Another story at my grandmother’s home. I may have been eight, and I was the oldest grandchild. My aunt was 33 and never married. She met a nice man and wanted to marry him, but the family opposed a marriage. Why? He was born and raised in Atlanta, albeit a Catholic (touchy subject), but he worked in New York City, which somehow disqualified him from being a Southerner? There was a family conference at my grandmother’s home, with parents, aunts and uncles, Grandmother, all children present. The discussions got heated and the kids were sent to the hall behind a closed door. I put my ear to the door, could hear screaming!!!!! Arguments, then the loudest voice of all, “You can’t marry him, because he is a g*****n Yankee!!! We kids heard that, not knowing what it meant, never heard those words. But in my little mind, I remembered those words. It must be something AWFUL! I would never repeat it, but I filed it away, in case I ever had to use it. Despite the objections they did end up getting married, a lovely wedding. I was a flower girl, along with my cousin. Maybe a year later, in the spring, I was in the fourth grade, aged nine, in Mrs. Johnson’s classroom. It was Girl Scout Day, so I had worn my uniform to school, a green dress, with a yellow scarf, with the initials G and S on the tips of the scarf. I was seated on the front row, far right, near the door. The guy behind me, Scott Harper, was relentlessly poking me in the back, taunting “Georgia Skunk” “Georgia Skunk” over and over. I was silently fuming, and could not think of a retort. A few minutes of his shaming drug on: what can I say???

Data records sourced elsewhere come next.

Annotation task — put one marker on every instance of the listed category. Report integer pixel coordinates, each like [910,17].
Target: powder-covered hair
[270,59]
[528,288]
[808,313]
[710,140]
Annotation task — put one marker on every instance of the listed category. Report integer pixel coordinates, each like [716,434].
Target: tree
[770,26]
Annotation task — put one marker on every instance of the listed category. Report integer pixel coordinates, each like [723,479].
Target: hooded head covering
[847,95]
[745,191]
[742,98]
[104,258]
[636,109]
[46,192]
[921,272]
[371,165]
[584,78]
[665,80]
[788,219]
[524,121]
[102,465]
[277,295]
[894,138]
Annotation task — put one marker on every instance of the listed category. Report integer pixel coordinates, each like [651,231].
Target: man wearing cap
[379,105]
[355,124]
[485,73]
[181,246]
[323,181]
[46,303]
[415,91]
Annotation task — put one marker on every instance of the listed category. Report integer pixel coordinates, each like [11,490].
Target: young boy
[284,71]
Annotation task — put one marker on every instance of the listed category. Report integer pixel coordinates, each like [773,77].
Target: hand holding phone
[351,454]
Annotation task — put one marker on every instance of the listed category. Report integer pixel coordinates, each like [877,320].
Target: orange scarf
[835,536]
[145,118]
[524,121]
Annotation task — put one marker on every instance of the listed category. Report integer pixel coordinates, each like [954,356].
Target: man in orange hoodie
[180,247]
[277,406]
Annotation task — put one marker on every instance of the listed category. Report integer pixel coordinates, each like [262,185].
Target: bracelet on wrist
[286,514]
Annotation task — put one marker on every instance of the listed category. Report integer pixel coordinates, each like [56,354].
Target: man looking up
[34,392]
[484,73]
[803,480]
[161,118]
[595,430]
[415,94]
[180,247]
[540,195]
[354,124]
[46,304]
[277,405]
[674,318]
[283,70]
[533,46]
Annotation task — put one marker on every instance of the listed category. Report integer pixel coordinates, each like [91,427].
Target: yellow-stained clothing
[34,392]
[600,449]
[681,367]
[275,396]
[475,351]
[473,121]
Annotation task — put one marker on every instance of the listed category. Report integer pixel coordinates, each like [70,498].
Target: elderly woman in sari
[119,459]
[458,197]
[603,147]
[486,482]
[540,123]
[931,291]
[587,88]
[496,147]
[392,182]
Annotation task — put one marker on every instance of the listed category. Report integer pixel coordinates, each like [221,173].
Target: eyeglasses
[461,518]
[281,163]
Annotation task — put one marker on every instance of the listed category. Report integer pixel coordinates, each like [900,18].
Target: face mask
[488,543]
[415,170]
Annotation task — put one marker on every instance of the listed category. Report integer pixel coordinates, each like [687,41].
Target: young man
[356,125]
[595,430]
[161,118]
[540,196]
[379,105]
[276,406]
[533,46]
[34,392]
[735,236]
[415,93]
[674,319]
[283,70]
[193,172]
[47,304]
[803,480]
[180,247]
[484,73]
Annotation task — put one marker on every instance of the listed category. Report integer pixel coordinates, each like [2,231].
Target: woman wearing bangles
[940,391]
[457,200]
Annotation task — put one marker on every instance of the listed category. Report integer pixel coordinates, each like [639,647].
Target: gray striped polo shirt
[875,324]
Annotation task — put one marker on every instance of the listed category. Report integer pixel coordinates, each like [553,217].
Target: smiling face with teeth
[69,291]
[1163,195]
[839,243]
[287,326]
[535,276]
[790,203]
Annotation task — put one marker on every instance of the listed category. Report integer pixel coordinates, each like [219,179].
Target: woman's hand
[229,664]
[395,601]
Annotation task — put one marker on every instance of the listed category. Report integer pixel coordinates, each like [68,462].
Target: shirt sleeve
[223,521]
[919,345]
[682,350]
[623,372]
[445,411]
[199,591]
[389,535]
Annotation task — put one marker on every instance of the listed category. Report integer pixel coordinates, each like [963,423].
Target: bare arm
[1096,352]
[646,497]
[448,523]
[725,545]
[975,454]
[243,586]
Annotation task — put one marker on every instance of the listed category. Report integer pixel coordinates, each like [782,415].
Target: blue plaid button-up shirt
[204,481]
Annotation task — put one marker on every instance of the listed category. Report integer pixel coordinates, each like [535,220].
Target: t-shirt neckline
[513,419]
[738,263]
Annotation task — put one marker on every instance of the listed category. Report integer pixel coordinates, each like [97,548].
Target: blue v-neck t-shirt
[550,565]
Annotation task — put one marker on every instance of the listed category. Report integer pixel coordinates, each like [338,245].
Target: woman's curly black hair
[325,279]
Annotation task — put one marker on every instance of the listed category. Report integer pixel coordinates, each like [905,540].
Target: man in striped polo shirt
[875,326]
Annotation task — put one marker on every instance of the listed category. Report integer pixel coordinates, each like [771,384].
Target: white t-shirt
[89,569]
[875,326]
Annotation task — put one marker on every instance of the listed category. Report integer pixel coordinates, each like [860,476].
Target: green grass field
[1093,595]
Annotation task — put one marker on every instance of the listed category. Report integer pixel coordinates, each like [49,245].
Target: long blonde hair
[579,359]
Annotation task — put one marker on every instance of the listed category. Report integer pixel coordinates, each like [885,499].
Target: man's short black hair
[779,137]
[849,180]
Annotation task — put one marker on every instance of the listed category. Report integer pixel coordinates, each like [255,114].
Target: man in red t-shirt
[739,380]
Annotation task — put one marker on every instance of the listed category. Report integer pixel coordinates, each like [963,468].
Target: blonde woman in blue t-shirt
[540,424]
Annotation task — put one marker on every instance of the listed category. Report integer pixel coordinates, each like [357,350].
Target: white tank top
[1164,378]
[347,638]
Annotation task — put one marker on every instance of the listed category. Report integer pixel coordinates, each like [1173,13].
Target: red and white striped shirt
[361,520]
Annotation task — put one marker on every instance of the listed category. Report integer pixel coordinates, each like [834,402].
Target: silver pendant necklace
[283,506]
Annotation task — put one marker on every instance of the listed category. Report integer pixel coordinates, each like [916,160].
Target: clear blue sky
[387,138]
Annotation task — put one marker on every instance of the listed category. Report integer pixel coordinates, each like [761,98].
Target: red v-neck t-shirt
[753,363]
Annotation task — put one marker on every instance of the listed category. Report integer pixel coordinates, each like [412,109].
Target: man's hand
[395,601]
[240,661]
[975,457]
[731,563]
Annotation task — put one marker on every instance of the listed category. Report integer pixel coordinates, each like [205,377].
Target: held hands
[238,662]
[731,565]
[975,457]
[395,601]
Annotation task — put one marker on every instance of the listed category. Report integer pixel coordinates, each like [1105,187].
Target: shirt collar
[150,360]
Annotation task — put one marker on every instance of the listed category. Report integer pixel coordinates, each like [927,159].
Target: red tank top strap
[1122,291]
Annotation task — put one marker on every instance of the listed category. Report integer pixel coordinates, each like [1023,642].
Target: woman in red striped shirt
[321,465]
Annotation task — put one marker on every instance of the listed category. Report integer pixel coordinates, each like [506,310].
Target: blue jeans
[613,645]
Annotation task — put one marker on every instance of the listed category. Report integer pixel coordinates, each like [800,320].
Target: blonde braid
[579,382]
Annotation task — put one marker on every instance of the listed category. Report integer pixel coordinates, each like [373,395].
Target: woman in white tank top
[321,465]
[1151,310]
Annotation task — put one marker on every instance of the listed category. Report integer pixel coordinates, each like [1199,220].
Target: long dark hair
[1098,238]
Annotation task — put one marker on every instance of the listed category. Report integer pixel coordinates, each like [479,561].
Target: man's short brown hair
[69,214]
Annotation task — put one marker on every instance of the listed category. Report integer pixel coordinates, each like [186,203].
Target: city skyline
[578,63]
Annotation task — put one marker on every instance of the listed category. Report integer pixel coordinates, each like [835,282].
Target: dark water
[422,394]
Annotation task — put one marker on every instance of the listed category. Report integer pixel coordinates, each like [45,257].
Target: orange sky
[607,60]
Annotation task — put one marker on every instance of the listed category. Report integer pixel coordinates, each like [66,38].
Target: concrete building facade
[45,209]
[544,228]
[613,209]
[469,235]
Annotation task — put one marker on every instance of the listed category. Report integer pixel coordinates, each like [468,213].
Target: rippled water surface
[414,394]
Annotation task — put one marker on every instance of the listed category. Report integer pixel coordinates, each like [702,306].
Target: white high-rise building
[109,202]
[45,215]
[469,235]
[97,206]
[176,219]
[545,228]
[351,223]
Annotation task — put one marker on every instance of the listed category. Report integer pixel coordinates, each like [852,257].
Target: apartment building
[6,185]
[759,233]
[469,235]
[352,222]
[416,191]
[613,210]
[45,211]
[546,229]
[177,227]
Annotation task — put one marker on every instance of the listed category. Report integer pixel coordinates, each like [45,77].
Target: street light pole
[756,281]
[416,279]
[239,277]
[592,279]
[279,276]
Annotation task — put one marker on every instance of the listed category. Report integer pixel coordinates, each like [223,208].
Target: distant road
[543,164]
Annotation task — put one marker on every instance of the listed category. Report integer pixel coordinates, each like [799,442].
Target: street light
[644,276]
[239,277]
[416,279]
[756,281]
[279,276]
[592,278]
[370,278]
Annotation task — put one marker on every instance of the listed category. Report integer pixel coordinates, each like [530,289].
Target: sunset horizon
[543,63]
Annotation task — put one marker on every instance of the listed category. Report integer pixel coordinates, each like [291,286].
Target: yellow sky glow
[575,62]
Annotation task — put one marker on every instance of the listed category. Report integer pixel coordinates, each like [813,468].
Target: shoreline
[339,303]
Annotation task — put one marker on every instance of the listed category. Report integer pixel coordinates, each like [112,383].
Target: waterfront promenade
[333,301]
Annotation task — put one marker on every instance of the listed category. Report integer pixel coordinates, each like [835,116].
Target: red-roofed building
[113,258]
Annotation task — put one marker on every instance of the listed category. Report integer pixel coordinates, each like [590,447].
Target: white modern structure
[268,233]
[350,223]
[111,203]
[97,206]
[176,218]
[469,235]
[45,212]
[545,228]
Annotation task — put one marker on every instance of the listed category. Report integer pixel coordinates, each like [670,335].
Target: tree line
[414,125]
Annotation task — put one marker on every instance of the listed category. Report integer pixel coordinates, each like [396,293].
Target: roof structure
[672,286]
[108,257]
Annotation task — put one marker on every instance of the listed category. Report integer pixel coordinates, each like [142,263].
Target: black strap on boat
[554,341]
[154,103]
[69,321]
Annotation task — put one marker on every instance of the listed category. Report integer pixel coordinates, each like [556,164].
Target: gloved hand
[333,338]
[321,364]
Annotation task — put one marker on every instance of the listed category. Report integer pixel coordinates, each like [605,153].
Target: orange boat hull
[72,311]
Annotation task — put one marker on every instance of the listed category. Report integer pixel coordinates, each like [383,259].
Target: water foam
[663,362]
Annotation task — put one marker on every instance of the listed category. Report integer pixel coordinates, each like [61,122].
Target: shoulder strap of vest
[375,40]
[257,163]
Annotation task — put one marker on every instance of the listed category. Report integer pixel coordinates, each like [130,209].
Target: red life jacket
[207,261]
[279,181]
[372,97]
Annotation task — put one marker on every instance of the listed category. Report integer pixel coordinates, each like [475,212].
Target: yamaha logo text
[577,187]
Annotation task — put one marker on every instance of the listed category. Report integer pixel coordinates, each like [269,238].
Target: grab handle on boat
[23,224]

I searched in the recesses of my mind when DING! I remembered that awful word, so I gathered my nerve, stood up in front of the ENTIRE class, put my hands on my hips, and said in a loud voice, “Well, Scott Harper, I may be a Georgia skunk but YOU are a g*****n Yankee!” As if to add drama, the bell rang for class to start. The teacher shouted my name, “Come to my desk RIGHT now!” … “WHAT did you say?” I knew I was in trouble then, and started thinking of an excuse as I walked up to her desk, a half a mile away. “Oh Mrs. Johnson, that’s NOT what I meant, I meant Scott lived in Connecticut (the first Yankee state I could think of), and he did construction work on dams!” She did not buy that, and I was sent to the principal’s office. FIRST time, but not the last!
What is the expression “out of the mouths of babes comes wisdom”?